[MD] Barbarian attack
Scott Roberts
jse885 at localnet.com
Thu Feb 23 10:19:37 PST 2006
Platt,
Scott said:
> Does it matter who? What matters is the perception. The religious
> fanatics, and the much larger population of conservatively religious
> people in the Middle East, know that they were invaded by foreign powers
> (colonialism), and that they are ruled by secular governments (e.g., in
> Egypt, Tunisia, Algeria), that Western governments have preferred this
> undemocratic rule (when they are not ruling directly), knowing that if
> there was actual democracy, the Muslim Brotherhood or its offshoots
> would win (as just happened in Palestine). The majority of the populace
> in many Middle Eastern countries think that their governments are
> inimical to their values. So what I am asking you is: if that were the
> situation with you: that is, that if you saw your culture being
> threatened by foreigners and your government wasn't stopping it, would
> you condone violence to preserve your way of life?

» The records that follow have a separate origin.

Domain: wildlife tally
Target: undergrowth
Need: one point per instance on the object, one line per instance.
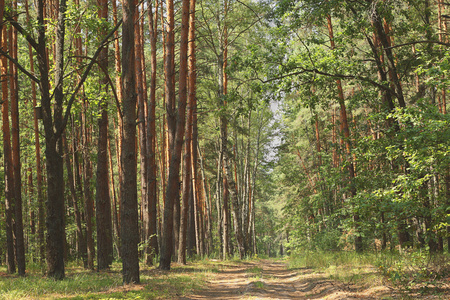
(86, 284)
(410, 273)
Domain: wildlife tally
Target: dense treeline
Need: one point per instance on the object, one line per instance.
(127, 137)
(365, 157)
(155, 131)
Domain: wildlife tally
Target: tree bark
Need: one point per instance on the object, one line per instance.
(37, 146)
(7, 156)
(172, 194)
(129, 208)
(102, 198)
(152, 248)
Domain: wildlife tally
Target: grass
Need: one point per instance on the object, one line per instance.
(347, 267)
(411, 273)
(86, 284)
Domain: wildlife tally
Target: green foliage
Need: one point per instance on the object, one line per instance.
(414, 269)
(83, 284)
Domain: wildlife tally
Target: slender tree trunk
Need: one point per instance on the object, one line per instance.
(87, 179)
(152, 249)
(37, 146)
(81, 240)
(54, 151)
(102, 196)
(346, 135)
(142, 136)
(174, 167)
(7, 156)
(188, 176)
(129, 208)
(187, 186)
(116, 230)
(18, 219)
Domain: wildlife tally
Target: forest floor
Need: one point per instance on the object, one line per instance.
(270, 279)
(233, 279)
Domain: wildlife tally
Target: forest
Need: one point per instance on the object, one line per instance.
(153, 132)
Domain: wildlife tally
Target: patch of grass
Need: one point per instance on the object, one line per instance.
(86, 284)
(259, 284)
(345, 266)
(415, 270)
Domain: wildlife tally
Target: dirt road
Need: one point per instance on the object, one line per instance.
(267, 279)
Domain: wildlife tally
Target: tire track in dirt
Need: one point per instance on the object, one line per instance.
(267, 279)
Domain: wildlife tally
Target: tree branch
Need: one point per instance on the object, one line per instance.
(21, 68)
(340, 76)
(419, 42)
(23, 32)
(84, 77)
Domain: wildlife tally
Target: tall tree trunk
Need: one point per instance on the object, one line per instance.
(87, 179)
(129, 207)
(53, 126)
(81, 240)
(174, 166)
(187, 186)
(37, 145)
(7, 156)
(14, 91)
(346, 136)
(188, 171)
(152, 248)
(102, 195)
(141, 98)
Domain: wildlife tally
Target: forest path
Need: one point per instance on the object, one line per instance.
(268, 279)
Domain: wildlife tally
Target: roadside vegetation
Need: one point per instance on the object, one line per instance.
(409, 274)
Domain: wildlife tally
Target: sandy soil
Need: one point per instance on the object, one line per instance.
(267, 279)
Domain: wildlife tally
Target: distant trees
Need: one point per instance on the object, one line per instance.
(369, 183)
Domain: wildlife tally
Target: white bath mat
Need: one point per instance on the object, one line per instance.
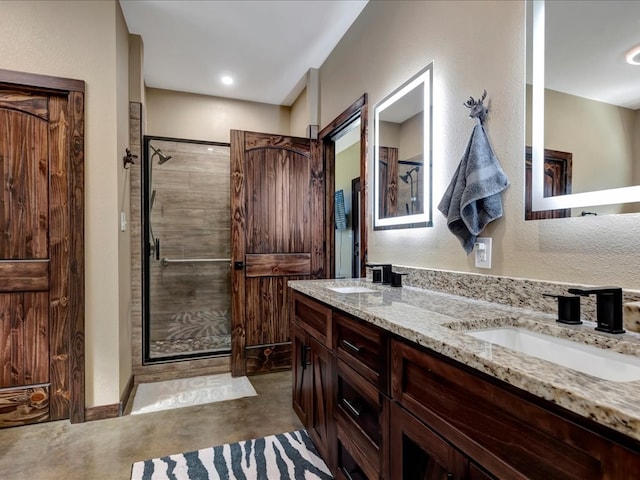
(186, 392)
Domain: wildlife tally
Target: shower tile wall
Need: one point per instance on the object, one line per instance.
(190, 302)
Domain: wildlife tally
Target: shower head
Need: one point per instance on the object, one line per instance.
(162, 158)
(405, 178)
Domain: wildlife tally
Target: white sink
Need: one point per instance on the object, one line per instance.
(351, 289)
(588, 359)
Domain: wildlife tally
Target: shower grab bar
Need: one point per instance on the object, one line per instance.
(167, 261)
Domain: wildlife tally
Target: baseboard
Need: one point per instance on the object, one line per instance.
(114, 410)
(102, 412)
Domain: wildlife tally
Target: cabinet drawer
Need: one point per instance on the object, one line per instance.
(313, 317)
(363, 413)
(351, 464)
(364, 347)
(503, 431)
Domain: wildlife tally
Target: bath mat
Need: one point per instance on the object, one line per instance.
(286, 456)
(186, 392)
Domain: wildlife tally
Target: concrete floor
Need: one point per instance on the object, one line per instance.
(106, 449)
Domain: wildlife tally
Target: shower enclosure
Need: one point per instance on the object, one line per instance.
(186, 240)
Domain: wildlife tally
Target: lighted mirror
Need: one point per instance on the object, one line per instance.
(402, 155)
(583, 109)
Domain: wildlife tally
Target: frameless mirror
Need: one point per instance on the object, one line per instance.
(583, 101)
(402, 155)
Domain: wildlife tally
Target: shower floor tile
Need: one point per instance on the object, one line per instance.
(186, 392)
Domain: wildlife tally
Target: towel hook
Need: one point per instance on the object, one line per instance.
(478, 110)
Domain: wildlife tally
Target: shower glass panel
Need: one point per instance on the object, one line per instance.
(187, 240)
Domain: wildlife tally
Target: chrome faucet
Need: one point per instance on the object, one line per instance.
(608, 307)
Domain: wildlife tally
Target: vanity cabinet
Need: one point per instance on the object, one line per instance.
(499, 428)
(361, 407)
(378, 406)
(312, 371)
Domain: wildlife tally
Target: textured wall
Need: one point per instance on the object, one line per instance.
(78, 40)
(201, 117)
(474, 46)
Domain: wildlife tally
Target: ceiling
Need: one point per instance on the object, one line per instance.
(267, 47)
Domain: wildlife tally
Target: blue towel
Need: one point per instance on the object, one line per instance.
(472, 199)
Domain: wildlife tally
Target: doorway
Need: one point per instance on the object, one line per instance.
(343, 172)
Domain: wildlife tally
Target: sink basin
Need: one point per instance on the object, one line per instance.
(351, 289)
(588, 359)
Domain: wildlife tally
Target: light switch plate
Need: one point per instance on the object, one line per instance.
(483, 252)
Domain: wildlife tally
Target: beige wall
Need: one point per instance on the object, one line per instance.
(474, 46)
(601, 138)
(78, 40)
(200, 117)
(300, 115)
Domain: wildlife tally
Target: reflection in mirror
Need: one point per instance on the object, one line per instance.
(402, 145)
(583, 104)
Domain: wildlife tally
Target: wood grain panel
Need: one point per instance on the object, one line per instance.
(254, 140)
(278, 264)
(24, 275)
(59, 234)
(24, 337)
(75, 281)
(40, 82)
(238, 336)
(23, 217)
(282, 186)
(33, 104)
(268, 358)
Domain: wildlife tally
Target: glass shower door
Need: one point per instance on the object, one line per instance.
(186, 282)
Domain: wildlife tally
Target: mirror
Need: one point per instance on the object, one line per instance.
(583, 109)
(402, 155)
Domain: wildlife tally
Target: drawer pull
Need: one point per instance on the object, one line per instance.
(350, 346)
(346, 473)
(304, 356)
(351, 407)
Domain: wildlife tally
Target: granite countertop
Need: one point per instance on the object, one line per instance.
(439, 321)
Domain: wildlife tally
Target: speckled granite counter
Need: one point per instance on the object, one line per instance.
(439, 320)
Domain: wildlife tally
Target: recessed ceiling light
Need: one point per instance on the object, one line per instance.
(633, 55)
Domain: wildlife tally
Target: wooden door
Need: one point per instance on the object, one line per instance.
(40, 264)
(302, 373)
(557, 181)
(277, 234)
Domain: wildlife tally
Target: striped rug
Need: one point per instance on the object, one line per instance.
(286, 456)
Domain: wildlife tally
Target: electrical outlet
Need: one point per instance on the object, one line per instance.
(483, 252)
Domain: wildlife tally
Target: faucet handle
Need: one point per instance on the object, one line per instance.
(568, 308)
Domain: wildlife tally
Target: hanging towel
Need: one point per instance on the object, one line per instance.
(472, 199)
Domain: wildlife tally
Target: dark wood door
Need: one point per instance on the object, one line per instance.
(418, 453)
(35, 256)
(302, 374)
(277, 234)
(557, 181)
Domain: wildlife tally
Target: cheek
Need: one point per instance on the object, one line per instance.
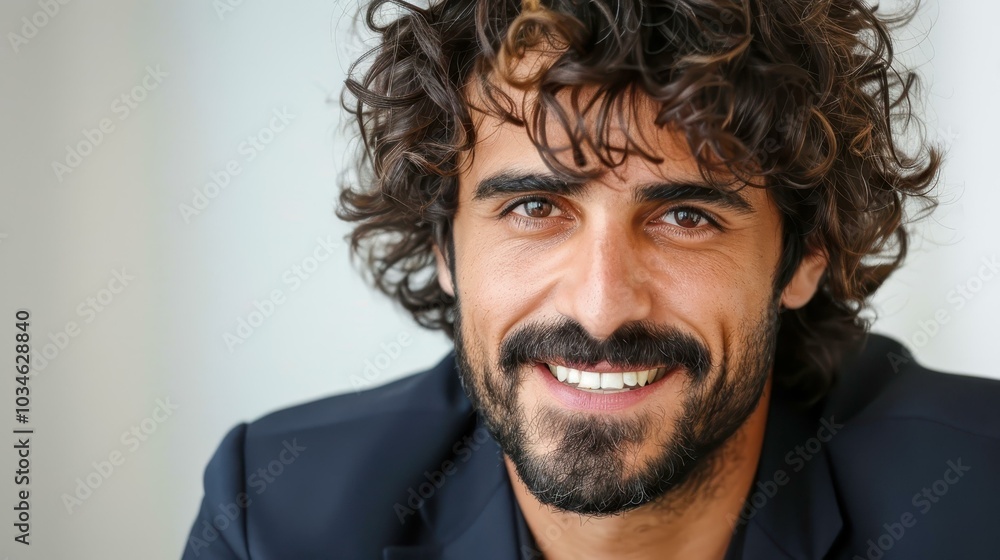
(709, 292)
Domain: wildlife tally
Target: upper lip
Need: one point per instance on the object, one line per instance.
(602, 366)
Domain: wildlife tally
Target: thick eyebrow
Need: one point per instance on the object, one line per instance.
(508, 183)
(674, 191)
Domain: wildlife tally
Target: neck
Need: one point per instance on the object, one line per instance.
(683, 524)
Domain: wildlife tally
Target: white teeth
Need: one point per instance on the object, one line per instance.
(590, 380)
(611, 381)
(605, 381)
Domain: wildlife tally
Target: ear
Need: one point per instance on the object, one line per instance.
(805, 281)
(444, 272)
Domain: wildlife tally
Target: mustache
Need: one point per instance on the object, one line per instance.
(639, 343)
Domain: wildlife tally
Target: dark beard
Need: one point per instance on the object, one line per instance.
(585, 472)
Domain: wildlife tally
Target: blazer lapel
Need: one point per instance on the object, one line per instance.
(792, 509)
(472, 514)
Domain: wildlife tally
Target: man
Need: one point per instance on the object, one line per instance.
(650, 229)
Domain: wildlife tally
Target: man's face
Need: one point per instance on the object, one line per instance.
(613, 333)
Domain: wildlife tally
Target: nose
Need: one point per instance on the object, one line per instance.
(605, 283)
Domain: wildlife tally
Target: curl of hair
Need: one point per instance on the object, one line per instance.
(802, 96)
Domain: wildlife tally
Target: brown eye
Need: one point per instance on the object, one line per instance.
(684, 218)
(536, 208)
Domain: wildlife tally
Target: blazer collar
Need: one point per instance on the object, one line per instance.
(472, 514)
(792, 510)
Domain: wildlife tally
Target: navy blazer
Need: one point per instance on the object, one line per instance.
(897, 462)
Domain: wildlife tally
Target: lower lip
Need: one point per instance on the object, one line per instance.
(577, 399)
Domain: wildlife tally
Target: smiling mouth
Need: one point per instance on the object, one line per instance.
(615, 382)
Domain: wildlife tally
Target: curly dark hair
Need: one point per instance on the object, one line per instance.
(804, 94)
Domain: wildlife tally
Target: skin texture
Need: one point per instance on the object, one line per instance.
(601, 259)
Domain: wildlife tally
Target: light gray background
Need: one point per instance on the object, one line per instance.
(161, 337)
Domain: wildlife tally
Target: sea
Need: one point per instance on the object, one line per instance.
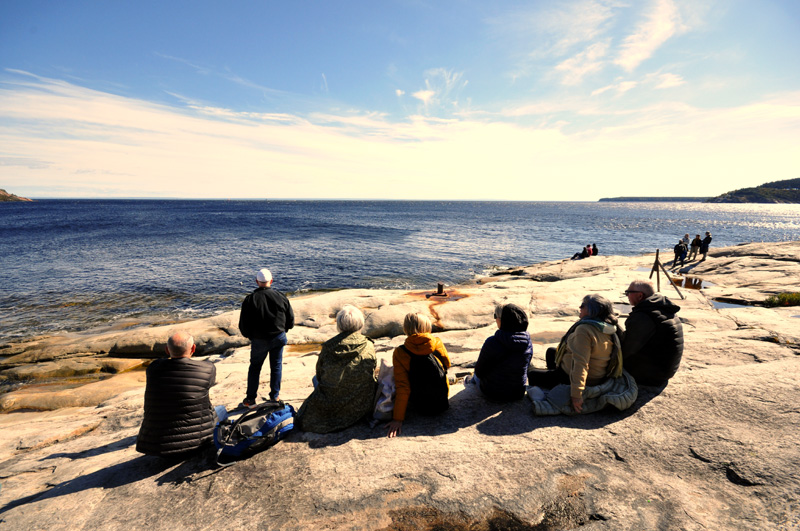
(78, 265)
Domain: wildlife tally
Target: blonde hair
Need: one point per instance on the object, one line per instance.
(349, 319)
(417, 323)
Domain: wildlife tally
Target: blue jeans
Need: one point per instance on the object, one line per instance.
(259, 349)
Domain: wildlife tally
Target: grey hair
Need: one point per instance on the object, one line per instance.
(349, 319)
(645, 286)
(179, 343)
(600, 309)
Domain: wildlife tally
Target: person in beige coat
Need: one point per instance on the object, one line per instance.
(588, 353)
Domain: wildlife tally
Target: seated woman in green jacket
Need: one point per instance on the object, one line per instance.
(345, 380)
(588, 353)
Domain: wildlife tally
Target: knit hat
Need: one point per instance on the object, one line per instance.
(264, 275)
(513, 319)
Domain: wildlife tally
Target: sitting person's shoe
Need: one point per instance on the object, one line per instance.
(248, 403)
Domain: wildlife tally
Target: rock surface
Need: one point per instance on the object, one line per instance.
(716, 449)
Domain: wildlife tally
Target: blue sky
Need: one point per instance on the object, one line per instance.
(555, 100)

If you are asking if I would defend with my life the constitution and
form of government of the U.S. that guarantees protection of
intellectual values the answer is "Yes." If you are asking if I think
the terrorists were are justified in initiating an attack against the
U.S. by flying planes into the World Trade Center and the Pentagon I
say "No." Nor do I think terrorists are justified in indiscriminately
targeting innocent civilians for killing, turning their children into
human bombs, or beheading captives on TV when ransom demands are
not met.
Scott:
No, that is not what I was asking. What if the culture of those foreign
powers is superior to ours? Well, we wouldn't know that it was superior, and
would probably think it wasn't. But if it were, then -- according to your
thinking -- you would have descended to the biological level to defend it.
> Platt said:
> Further, do you detect a difference in the traditional morality of Al-
> Qaeda and the Western democracies with one being superior to the other?
> Scott:
> The "traditional morality" I am referring to is not that of Al-Qaeda.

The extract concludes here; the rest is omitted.